Ultimately what intimidates people about women and beauty—and especially Black women’s beauty—it’s not actually about what women look like; it’s about how they relate to their beauty. And when women start to take too much control over their own narrative about what their body is worth, what it looks like, how they feel about it, that’s when people start getting uncomfortable. That’s why we have all these cultural expectations about women who get plastic surgery and how honest they need to be about it.
The way we are so body-positive when it comes to men and hip hop is wild to me. We exist in a world where Rick Ross is allowed to have a multi-million dollar career. I don’t want to hear shit about Lizzo wearing a goddamn swimsuit. I don’t want to hear shit about who got a BBL; I don’t want to hear who needs one. I don’t want to hear about whose titties are saggy and whose titties are not because we let these ugly ass men come in here any way that they are.
You center queer rappers in your work, and Lil Nas X is currently the biggest rapper right now. What are your thoughts on his emergence at this time?
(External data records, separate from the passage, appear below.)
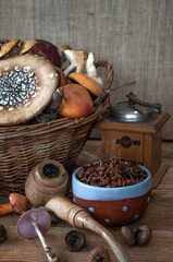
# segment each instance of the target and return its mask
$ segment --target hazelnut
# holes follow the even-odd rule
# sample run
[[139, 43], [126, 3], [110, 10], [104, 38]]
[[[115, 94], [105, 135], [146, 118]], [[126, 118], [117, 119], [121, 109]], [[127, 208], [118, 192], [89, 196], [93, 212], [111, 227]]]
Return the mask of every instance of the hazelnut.
[[151, 229], [149, 228], [149, 226], [144, 225], [144, 226], [136, 227], [134, 229], [134, 234], [136, 237], [136, 243], [141, 246], [149, 241], [151, 237]]
[[129, 246], [132, 247], [135, 246], [136, 243], [135, 234], [131, 228], [128, 228], [127, 226], [123, 226], [121, 228], [121, 233]]

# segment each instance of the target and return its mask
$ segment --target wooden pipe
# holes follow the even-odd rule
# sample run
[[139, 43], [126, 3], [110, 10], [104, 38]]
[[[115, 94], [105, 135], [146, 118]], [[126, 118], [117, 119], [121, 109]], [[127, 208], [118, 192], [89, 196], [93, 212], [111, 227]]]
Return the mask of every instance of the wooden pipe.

I love it. My friend Amber says that Lil Nas X is being constantly protected by a gang of Black, queer aunties, and I agree with that, one hundred [percent]. Like, he is my nephew, and I will protect him at all cost. Lil Nas X coming out is important because, yeah, he’s a rapper, but I also think he’s followed the model of a lot of pop careers, so he understands pop culture and what it means to be a pop phenom more than just a hip-hop phenom. That’s doubly important because not only is he a queer person taking up space in hip-hop, but like, queer folks have allowed so many pop stars to have careers—they are such a huge fan base—and so to have that representation is super important. So many people thought Montero was going to be this turned-up album, and you listen to it, and he’s telling a sad story about rejection. To be able to do that with that platform is legendary to me.
In your book you also dive into your experiences as a sex worker. Some recent representations of sex work have popped up in recent movies like Jezebel, Zola, and Hustlers. What other stories need to be explored?
I think that they need to let sex workers tell their own stories. Part of the issue is that a lot of these stories about sex workers are not coming from sex workers, and that’s going to bite you in the ass all the time. There is so much that we can learn about the prison-industrial complex, race, gender, all of that. There is so much of that that we can learn from looking at sex workers because it’s those people that are most impacted by those systems that end up having to work in underground economies. We think that it’s a morality issue in terms of why that profession is looked down upon, but the truth is that it’s a profession mostly made up of this group that we already seek to strip of autonomy and dehumanize.
This interview has been edited and condensed for clarity and length.
Correction: An earlier version of this article said that Bowen coined “trap feminism” in 2013, which was incorrect; The story also misspelled the name of Nylon editor-in-chief Gabrielle Korn. We have updated the story to correct these errors.